The passage you have can be fragmented at times, and it is not always clear what is going on. It is mysterious, as I intended, but a bit more mysterious than I wanted. I will edit it later, but keep in mind, this IS the first draft.

   It’s dark. Everything’s dark. Not in the way that it was this afternoon, but normal dark. And it still scares me. Ever since that time my brother locked me in out broom closet, which is filled with things that seem like monsters with the lights out, I have had an irrational fear of the dark. Irrational it may be, but to this day, the dark is still my worst fear.

   Slowly, gradually, the blackness around me begins to fade into something viewable. I know that I’m dreaming, but, waiting for the scene around me to become clear, I desperately want to wake up.

   Then I’m seized with a feeling of glee. Not mine, I know that for sure. The part of me inside is scared to death. The setting around me has finally clarified. I’m standing in the road outside my house. Everything’s dark  and no one’s around, so I decide it must be night.

   Before I can have another thought, I begin to glide uncontrollably to the left. Apparently, the dream has ideas of its own about where I am to go.

   I go past the Brown’s, with the pink color scheme and perfectly ordered rosebeds, the Jones’ house with their dog sleeping in the front yard, and finally the Colette’s, with their odd modern house and a “Family” rock out front, and out of the neighborhood.

   I glide left, right, right again, and at the crossing between Windomere and Jefferson,, I hear a peculiar noise. It sounds like crying – many voices crying, echoey and from far away.

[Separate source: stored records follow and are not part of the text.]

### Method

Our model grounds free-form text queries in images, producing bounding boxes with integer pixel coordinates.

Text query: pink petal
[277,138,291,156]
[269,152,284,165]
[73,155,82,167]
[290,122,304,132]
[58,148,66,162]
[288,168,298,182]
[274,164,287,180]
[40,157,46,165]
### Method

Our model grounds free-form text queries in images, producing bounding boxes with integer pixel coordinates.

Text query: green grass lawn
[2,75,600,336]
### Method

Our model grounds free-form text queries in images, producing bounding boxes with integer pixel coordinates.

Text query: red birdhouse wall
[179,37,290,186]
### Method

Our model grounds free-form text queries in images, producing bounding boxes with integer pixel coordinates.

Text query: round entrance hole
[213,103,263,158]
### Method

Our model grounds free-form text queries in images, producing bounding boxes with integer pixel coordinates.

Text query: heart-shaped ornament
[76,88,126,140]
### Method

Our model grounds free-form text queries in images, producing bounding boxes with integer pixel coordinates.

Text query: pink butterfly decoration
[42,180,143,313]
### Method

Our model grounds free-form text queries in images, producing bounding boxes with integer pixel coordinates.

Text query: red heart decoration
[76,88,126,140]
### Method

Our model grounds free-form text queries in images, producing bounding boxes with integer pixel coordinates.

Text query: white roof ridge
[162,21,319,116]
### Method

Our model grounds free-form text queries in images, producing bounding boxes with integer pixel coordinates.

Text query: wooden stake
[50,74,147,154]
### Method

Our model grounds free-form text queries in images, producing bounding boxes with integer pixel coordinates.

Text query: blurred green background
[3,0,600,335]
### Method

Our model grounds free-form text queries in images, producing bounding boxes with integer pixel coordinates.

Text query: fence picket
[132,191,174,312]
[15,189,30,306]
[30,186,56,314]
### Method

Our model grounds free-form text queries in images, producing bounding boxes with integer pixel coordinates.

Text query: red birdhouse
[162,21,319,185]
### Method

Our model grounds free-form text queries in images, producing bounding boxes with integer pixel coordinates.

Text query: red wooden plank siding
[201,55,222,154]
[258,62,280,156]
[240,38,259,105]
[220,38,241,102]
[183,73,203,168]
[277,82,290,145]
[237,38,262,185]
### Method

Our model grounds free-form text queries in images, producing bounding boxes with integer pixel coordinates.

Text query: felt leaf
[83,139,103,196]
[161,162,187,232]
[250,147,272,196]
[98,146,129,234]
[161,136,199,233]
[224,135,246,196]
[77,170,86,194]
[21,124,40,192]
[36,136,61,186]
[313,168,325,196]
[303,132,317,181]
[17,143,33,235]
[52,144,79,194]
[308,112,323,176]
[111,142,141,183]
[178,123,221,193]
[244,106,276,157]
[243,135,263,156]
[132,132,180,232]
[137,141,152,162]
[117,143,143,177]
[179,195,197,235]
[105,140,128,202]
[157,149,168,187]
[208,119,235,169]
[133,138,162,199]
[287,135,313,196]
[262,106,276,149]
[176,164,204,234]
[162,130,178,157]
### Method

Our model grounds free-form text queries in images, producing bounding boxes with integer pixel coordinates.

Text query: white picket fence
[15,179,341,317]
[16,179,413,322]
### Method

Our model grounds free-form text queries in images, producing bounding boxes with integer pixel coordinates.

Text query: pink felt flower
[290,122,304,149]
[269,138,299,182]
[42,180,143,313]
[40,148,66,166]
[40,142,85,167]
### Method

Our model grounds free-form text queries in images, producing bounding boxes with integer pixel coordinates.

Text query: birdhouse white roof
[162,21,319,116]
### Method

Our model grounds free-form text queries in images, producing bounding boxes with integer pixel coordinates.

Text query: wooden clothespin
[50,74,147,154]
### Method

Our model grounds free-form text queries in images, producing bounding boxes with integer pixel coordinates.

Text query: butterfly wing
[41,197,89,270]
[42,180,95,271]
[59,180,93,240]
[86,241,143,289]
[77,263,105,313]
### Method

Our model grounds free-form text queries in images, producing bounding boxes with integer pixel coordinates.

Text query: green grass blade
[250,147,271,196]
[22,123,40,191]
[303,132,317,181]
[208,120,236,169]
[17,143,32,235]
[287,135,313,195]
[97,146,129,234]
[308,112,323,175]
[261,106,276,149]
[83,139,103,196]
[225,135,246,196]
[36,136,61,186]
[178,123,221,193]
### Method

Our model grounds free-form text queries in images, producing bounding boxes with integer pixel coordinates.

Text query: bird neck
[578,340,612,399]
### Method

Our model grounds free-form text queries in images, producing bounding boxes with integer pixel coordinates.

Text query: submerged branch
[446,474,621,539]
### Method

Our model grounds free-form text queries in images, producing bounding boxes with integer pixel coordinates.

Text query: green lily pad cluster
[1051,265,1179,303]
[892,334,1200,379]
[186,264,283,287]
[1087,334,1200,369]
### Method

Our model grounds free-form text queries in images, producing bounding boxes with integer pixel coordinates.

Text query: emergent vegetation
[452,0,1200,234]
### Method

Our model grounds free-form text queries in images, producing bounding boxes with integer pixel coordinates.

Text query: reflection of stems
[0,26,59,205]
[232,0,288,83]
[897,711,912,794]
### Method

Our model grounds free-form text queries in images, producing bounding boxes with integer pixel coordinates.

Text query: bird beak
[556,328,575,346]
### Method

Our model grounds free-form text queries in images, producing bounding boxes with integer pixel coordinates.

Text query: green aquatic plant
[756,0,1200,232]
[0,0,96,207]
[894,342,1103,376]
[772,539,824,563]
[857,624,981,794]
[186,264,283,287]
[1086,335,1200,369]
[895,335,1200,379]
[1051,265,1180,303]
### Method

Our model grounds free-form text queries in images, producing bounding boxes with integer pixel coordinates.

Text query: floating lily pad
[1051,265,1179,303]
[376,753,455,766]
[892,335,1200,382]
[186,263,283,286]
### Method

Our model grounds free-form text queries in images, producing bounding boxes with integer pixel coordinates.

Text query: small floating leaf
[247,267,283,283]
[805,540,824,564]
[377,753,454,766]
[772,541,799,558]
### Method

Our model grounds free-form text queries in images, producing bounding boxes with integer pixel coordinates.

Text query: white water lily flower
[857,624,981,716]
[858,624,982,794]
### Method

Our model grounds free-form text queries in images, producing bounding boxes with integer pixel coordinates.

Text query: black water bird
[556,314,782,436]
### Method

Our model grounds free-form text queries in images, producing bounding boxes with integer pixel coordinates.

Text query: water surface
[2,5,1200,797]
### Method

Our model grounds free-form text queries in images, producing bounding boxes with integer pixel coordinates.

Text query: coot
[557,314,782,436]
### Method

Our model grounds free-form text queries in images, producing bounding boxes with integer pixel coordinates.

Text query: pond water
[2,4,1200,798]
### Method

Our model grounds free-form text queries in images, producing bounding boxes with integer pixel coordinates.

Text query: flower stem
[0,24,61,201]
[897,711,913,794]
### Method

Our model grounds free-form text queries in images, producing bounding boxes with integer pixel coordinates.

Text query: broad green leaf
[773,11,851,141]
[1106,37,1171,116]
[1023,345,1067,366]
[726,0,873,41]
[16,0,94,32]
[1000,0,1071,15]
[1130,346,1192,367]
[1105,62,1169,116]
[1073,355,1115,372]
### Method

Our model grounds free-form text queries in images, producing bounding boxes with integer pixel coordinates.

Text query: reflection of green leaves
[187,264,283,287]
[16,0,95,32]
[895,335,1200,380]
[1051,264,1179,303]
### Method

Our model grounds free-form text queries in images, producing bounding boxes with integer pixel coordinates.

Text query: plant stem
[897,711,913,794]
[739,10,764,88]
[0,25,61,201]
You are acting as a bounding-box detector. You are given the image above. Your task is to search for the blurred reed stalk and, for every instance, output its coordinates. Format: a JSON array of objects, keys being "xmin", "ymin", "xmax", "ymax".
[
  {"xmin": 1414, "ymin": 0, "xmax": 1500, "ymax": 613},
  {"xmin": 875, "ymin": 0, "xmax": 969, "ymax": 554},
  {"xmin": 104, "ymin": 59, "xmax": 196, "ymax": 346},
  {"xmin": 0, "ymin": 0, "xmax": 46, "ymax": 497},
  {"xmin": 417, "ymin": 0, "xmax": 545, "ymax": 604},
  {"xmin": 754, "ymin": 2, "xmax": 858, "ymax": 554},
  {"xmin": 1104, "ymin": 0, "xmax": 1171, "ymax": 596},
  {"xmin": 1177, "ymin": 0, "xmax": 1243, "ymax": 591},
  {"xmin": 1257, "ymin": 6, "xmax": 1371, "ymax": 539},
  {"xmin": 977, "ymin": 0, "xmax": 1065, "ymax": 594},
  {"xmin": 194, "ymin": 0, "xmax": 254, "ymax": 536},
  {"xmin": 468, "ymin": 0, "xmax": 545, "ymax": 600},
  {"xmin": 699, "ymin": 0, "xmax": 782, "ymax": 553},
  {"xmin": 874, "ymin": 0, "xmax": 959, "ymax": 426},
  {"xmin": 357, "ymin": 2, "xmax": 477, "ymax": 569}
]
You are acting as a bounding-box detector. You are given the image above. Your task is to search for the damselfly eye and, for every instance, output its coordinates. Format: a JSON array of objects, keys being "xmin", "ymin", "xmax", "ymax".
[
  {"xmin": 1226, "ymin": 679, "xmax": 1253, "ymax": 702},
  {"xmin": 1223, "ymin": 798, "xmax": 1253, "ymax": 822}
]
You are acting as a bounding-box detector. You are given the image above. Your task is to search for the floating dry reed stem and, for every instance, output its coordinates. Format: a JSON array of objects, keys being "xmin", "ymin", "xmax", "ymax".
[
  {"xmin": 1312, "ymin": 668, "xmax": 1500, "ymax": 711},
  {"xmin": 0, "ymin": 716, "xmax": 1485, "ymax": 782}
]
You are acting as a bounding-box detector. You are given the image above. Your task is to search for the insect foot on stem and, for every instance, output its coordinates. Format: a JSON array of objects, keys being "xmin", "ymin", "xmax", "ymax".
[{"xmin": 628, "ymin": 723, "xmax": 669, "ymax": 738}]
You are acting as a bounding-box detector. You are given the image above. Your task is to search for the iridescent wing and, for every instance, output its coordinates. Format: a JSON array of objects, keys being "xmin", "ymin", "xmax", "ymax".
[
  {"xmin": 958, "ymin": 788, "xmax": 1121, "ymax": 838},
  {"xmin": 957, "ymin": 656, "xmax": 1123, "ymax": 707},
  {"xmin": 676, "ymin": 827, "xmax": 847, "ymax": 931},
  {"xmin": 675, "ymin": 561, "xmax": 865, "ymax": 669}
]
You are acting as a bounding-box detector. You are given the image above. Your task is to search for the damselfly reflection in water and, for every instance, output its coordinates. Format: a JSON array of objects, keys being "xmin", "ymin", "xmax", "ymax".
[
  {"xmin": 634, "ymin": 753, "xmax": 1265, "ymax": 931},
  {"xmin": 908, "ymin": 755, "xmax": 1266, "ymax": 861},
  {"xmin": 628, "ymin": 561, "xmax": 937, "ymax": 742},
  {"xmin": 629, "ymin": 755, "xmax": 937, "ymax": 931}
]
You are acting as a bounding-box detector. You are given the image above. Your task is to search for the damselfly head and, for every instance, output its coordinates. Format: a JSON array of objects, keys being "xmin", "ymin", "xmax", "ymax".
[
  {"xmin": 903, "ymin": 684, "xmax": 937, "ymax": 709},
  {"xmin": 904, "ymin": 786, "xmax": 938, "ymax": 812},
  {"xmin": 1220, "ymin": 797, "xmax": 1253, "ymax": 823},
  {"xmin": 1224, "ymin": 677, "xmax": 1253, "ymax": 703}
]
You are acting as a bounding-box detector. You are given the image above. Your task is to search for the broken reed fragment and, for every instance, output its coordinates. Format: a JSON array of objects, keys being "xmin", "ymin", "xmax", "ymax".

   As the feeling of glee intensifies, and the noises grow louder, I begin to glide faster, and at the same time, my vision begins to fade in a reverse version of how the dream started. The glee turns into anger as my view darkens. I begin to glide faster, and faster still, and as my vision disappears altogether, the crying turns subtly into an incomprehensible, yet sad song. . .

DARKNESS

   See? told you things with this chapter went a little wrong. Well, that’s what first drafts are for.